There is a thought experiment I keep returning to. Take two people. One is surviving on two meals a day, sleeping poorly, in a living situation that is unstable and occasionally threatening. The other is comfortable — fed, rested, relatively secure. Now administer an IQ test and compare the scores. The comfortable person scores higher. The obvious inference is that they are more intelligent.

But this inference contains a hidden assumption so large it is almost invisible: that the test is measuring capacity, not allocation. That what it detects is the ceiling of cognitive ability, rather than the current proportion of that ability currently pointed at abstract problem-solving.

I think that assumption is probably wrong. And I think being clear about why it’s wrong changes quite a lot.

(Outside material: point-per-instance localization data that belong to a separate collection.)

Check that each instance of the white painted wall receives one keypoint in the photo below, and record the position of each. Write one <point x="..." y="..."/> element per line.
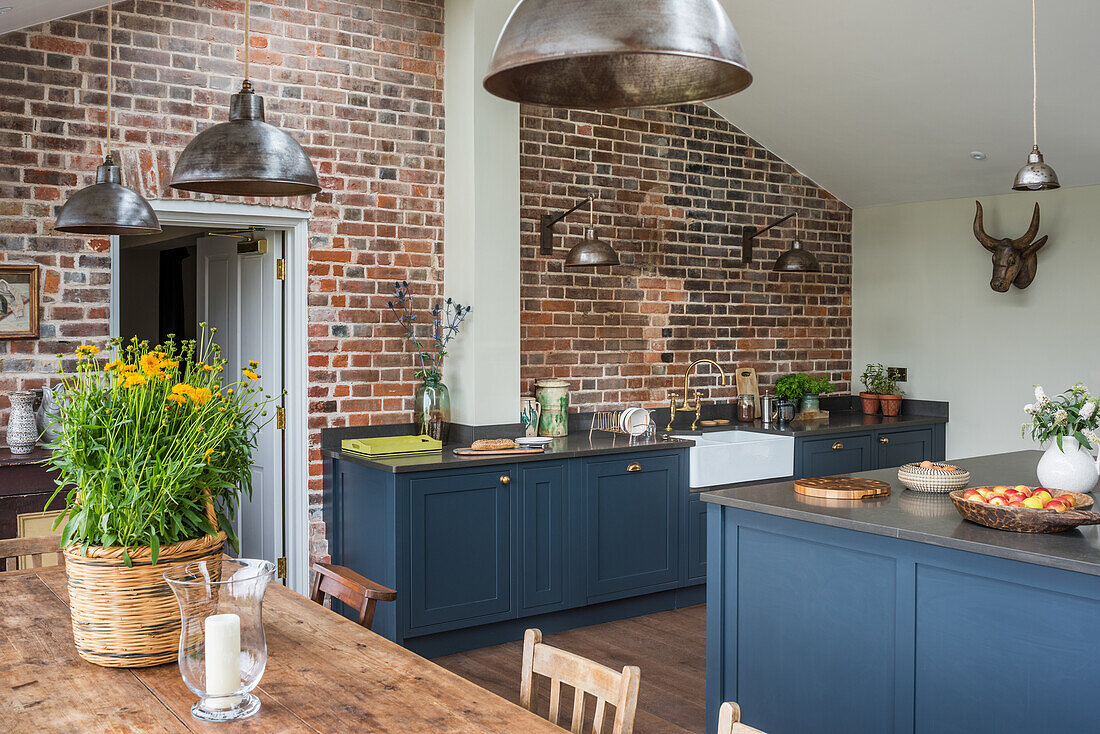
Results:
<point x="481" y="231"/>
<point x="922" y="299"/>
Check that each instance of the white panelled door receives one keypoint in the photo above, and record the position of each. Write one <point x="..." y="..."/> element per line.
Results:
<point x="241" y="296"/>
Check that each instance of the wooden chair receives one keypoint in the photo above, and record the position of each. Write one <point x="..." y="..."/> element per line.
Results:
<point x="350" y="588"/>
<point x="729" y="721"/>
<point x="12" y="549"/>
<point x="583" y="676"/>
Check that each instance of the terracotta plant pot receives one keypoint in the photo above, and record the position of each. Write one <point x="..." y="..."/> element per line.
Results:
<point x="870" y="402"/>
<point x="891" y="404"/>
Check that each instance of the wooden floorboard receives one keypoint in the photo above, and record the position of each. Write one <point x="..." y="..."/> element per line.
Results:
<point x="670" y="647"/>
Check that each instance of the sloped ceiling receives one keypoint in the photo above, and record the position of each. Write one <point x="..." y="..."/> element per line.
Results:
<point x="881" y="101"/>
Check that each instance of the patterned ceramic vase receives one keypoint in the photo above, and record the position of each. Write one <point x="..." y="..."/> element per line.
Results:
<point x="22" y="427"/>
<point x="553" y="401"/>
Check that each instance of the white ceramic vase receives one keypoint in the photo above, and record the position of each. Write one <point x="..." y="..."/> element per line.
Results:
<point x="1071" y="468"/>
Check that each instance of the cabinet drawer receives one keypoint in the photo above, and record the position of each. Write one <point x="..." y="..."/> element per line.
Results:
<point x="461" y="548"/>
<point x="839" y="455"/>
<point x="633" y="525"/>
<point x="899" y="447"/>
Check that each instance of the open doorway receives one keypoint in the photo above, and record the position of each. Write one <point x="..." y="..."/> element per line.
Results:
<point x="228" y="277"/>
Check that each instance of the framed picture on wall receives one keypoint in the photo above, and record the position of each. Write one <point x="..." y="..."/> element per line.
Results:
<point x="19" y="302"/>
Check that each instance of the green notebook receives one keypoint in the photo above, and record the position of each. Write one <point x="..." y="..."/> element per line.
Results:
<point x="391" y="446"/>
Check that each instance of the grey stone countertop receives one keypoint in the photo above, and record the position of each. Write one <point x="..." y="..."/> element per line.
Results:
<point x="568" y="447"/>
<point x="931" y="518"/>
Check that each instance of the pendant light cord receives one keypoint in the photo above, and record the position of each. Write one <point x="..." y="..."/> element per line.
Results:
<point x="1034" y="80"/>
<point x="248" y="4"/>
<point x="110" y="77"/>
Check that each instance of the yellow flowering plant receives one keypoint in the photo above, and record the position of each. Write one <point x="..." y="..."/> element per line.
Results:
<point x="147" y="437"/>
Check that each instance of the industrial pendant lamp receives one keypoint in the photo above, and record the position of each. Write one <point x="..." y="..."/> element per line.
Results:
<point x="1035" y="175"/>
<point x="591" y="251"/>
<point x="611" y="54"/>
<point x="245" y="156"/>
<point x="796" y="260"/>
<point x="107" y="207"/>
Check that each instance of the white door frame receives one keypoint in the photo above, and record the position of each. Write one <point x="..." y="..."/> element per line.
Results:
<point x="295" y="227"/>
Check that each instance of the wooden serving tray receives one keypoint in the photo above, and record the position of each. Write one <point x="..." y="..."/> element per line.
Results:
<point x="1027" y="519"/>
<point x="498" y="452"/>
<point x="842" y="488"/>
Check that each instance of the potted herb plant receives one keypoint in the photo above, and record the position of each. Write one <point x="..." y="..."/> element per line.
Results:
<point x="153" y="451"/>
<point x="871" y="376"/>
<point x="890" y="397"/>
<point x="1067" y="425"/>
<point x="432" y="401"/>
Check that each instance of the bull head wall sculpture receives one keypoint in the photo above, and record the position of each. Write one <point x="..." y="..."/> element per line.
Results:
<point x="1014" y="261"/>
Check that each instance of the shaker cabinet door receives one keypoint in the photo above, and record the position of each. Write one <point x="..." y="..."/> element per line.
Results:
<point x="840" y="455"/>
<point x="460" y="548"/>
<point x="633" y="525"/>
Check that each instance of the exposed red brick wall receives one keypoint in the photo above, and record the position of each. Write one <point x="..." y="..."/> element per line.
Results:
<point x="675" y="188"/>
<point x="358" y="83"/>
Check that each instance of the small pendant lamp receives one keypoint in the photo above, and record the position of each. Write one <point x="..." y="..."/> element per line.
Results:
<point x="796" y="260"/>
<point x="245" y="156"/>
<point x="107" y="207"/>
<point x="591" y="251"/>
<point x="612" y="54"/>
<point x="1036" y="175"/>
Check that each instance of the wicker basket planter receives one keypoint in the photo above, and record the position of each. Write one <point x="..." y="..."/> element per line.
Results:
<point x="127" y="616"/>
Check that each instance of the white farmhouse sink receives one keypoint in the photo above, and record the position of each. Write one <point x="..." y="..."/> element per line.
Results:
<point x="726" y="457"/>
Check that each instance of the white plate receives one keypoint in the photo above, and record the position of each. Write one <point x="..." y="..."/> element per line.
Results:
<point x="534" y="440"/>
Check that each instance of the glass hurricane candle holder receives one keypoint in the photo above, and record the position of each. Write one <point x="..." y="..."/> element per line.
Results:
<point x="222" y="649"/>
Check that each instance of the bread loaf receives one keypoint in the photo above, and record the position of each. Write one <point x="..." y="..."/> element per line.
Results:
<point x="493" y="445"/>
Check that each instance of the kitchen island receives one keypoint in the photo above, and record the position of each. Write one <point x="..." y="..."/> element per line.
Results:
<point x="894" y="614"/>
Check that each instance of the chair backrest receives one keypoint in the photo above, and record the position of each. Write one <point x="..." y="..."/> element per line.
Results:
<point x="12" y="549"/>
<point x="729" y="721"/>
<point x="352" y="589"/>
<point x="583" y="676"/>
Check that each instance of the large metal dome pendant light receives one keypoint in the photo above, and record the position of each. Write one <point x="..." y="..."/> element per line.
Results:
<point x="245" y="156"/>
<point x="613" y="54"/>
<point x="107" y="207"/>
<point x="1036" y="175"/>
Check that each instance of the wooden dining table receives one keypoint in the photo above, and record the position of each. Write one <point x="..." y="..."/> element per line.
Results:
<point x="325" y="674"/>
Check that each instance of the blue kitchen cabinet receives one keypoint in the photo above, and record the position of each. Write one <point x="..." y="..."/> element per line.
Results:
<point x="461" y="548"/>
<point x="836" y="455"/>
<point x="694" y="555"/>
<point x="543" y="561"/>
<point x="631" y="525"/>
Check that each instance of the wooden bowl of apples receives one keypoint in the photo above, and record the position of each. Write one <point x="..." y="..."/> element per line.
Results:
<point x="1023" y="508"/>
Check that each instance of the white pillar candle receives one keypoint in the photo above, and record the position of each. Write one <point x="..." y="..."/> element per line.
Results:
<point x="223" y="655"/>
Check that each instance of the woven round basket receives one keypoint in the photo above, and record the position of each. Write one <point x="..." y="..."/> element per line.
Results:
<point x="932" y="480"/>
<point x="127" y="616"/>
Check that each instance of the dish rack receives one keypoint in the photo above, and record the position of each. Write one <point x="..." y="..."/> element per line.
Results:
<point x="608" y="422"/>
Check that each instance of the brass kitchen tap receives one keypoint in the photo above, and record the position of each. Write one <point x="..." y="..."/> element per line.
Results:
<point x="688" y="405"/>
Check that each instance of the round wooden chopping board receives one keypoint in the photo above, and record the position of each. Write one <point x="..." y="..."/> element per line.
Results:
<point x="842" y="488"/>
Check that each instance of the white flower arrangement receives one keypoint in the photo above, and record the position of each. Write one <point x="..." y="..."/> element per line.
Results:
<point x="1071" y="414"/>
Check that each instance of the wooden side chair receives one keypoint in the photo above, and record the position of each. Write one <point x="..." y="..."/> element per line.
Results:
<point x="350" y="588"/>
<point x="583" y="676"/>
<point x="729" y="721"/>
<point x="12" y="549"/>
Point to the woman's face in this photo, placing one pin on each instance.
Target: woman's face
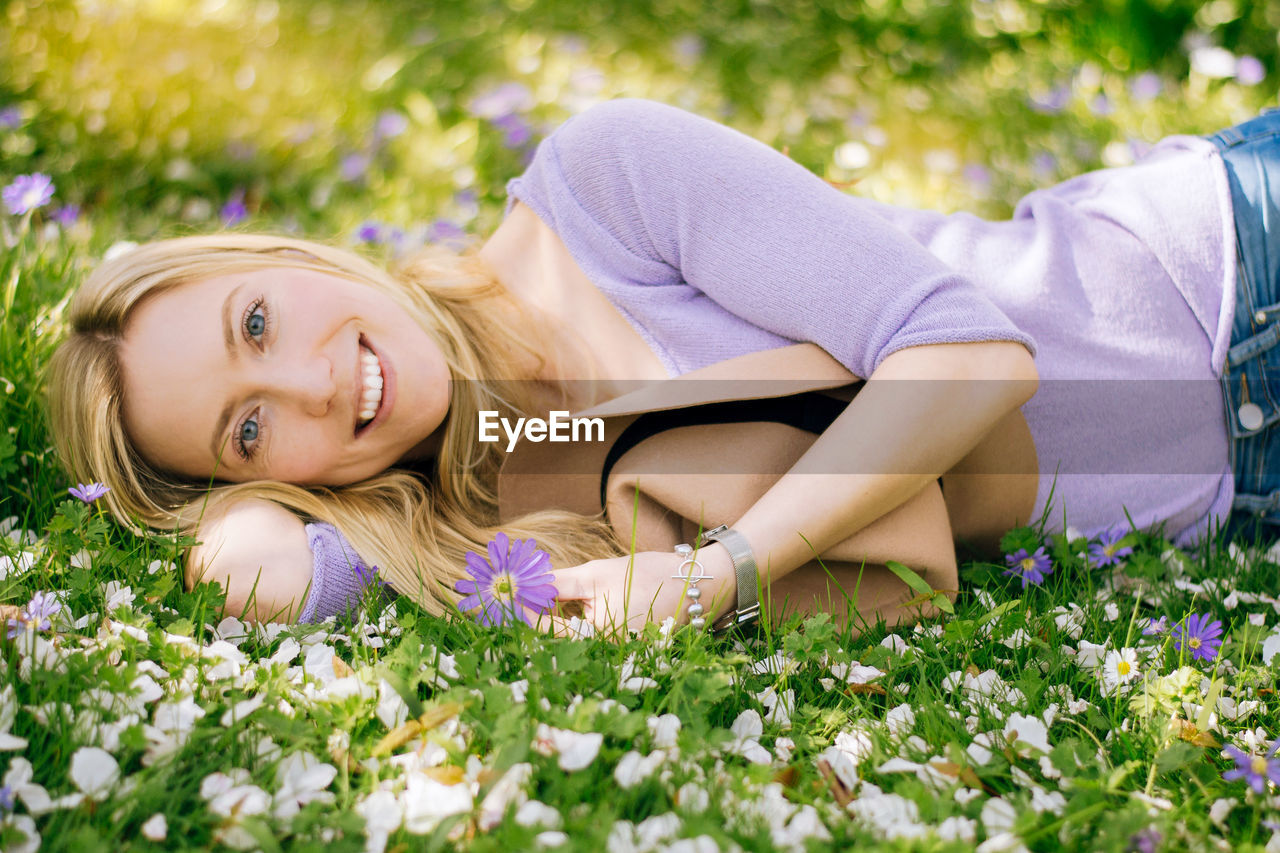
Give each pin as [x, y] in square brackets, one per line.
[280, 373]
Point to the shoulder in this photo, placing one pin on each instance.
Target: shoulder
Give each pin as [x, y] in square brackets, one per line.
[259, 552]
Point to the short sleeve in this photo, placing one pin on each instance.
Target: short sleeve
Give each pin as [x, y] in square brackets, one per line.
[684, 199]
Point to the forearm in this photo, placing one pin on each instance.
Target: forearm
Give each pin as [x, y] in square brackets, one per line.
[892, 439]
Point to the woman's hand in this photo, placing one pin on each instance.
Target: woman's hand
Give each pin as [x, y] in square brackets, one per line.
[632, 591]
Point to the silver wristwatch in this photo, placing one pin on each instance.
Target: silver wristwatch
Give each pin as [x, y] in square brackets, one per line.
[744, 569]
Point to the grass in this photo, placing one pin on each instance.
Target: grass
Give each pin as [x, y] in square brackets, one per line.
[991, 726]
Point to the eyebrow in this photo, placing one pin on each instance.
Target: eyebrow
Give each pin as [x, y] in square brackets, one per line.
[216, 445]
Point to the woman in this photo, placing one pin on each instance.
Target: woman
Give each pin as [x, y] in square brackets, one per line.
[643, 243]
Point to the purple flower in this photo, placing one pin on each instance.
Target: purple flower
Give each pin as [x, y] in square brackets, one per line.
[1200, 635]
[370, 232]
[515, 576]
[1156, 626]
[1029, 569]
[1255, 770]
[1052, 101]
[1106, 550]
[27, 192]
[1144, 840]
[1249, 71]
[234, 210]
[501, 101]
[515, 129]
[36, 615]
[91, 492]
[443, 231]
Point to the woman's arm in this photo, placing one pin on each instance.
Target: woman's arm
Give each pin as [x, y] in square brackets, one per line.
[259, 552]
[918, 415]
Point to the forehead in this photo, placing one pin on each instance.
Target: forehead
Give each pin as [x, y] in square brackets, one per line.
[172, 356]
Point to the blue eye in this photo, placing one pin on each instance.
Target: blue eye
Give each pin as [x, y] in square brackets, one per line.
[246, 436]
[256, 322]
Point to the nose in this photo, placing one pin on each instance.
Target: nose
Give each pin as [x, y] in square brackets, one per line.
[307, 383]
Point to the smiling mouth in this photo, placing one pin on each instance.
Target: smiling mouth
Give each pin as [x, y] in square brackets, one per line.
[370, 388]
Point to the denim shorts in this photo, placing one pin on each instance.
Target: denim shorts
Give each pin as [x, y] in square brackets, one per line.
[1251, 377]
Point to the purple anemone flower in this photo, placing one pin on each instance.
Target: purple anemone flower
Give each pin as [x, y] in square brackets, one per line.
[91, 492]
[1201, 635]
[27, 192]
[234, 210]
[515, 576]
[1029, 569]
[1105, 551]
[1255, 770]
[36, 615]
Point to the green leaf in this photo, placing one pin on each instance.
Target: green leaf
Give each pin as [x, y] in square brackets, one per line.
[912, 579]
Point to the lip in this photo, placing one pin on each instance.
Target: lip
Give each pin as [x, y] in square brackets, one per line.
[384, 409]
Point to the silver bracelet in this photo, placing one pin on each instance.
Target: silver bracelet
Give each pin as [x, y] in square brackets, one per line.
[691, 591]
[744, 570]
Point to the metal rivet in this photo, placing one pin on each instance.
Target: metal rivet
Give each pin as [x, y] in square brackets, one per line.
[1251, 415]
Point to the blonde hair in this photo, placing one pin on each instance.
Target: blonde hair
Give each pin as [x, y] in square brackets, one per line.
[416, 532]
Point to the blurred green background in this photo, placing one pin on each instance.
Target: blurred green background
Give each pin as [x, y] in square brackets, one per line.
[394, 122]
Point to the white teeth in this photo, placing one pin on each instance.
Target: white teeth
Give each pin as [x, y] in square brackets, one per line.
[371, 382]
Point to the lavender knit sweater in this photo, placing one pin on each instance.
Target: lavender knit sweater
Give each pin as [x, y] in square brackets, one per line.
[1120, 283]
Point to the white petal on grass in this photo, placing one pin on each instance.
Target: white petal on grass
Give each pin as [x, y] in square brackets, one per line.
[94, 771]
[999, 816]
[575, 749]
[663, 730]
[539, 813]
[301, 779]
[428, 802]
[1002, 843]
[156, 828]
[900, 720]
[1270, 648]
[508, 789]
[1029, 730]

The Hardware-OS Distinction

The framework I find most useful here is borrowed from computing, which means it comes pre-loaded with all the limitations of any analogy, but also with a useful precision.

Think of raw cognitive capacity — processing speed, working memory, the ability to hold multiple representations in parallel and manipulate them — as hardware. CPU, RAM, whatever else you want to include. This is the substrate. It varies across individuals, it has some relationship to genetics and early development, and it is, for the most part, not something you can dramatically alter in adulthood.

But hardware doesn’t determine output. Output is determined by the operating system — the scheduler, the resource allocator, the thing that decides what gets priority access to the available processing power at any given moment. Two machines with identical hardware can produce radically different performance profiles if one of them is running a poorly written OS that constantly assigns priority to background processes, that never frees up memory, that routes the most demanding tasks to the least available threads.

The claim I want to make — tentatively, because I haven’t done the empirical work and I’m aware this is more philosophical speculation than established fact — is that what we actually measure when we measure intelligence is expressed intelligence, which is hardware filtered through allocation. And we have historically been much more interested in theorizing about the hardware than in understanding the allocation layer.


Why Allocation Would Explain Heterogeneity

The standard account of individual differences in intelligence treats them as primarily reflecting hardware differences. Person A scores higher than Person B on abstract reasoning because Person A has more of something — processing power, working memory capacity, some neurobiological substrate of fluid intelligence. The field of individual differences in psychology has spent a great deal of energy trying to identify what that something is.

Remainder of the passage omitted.